Autores(as): Grossi, Miriam; Fernandes, Felipe Bruno

O livro A força da “situação” de campo: ensaios sobre antropologia e teoria queer traz ao público uma série de textos produzidos por pesquisadoras/es vinculadas/os ao Núcleo de Identidades de Gênero e Subjetividades (NIGS) da Universidade Federal de Santa Catarina (UFSC).

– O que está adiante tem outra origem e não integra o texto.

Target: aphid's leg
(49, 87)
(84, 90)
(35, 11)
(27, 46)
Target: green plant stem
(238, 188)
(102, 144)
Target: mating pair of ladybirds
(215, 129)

Todos os textos aqui publicados foram produzidos em pesquisas de graduação, mestrado, doutorado e pós-doutorado, desenvolvidas entre 2005 e 2015. Com foco na questão da sexualidade e a partir da perspectiva teórica da Antropologia Feminista, os trabalhos articulam seus diferentes objetos de investigação com os temas da política, religião, territorialidades, afeto, parentesco, educação e extensão universitária.O livro está dividido em seis partes: 1) O campo político: estado, direitos e lutas; 2) O campo e as crenças: religião e política; 3) O campo em trânsito: questões trans*; 4) O campo em fluxos: sexualidades e territorialidades; 5) O campo em processo: parentesco, afeto e conjugalidade e, por fim, 6) O campo em formação: educação, escolas e extensão universitária.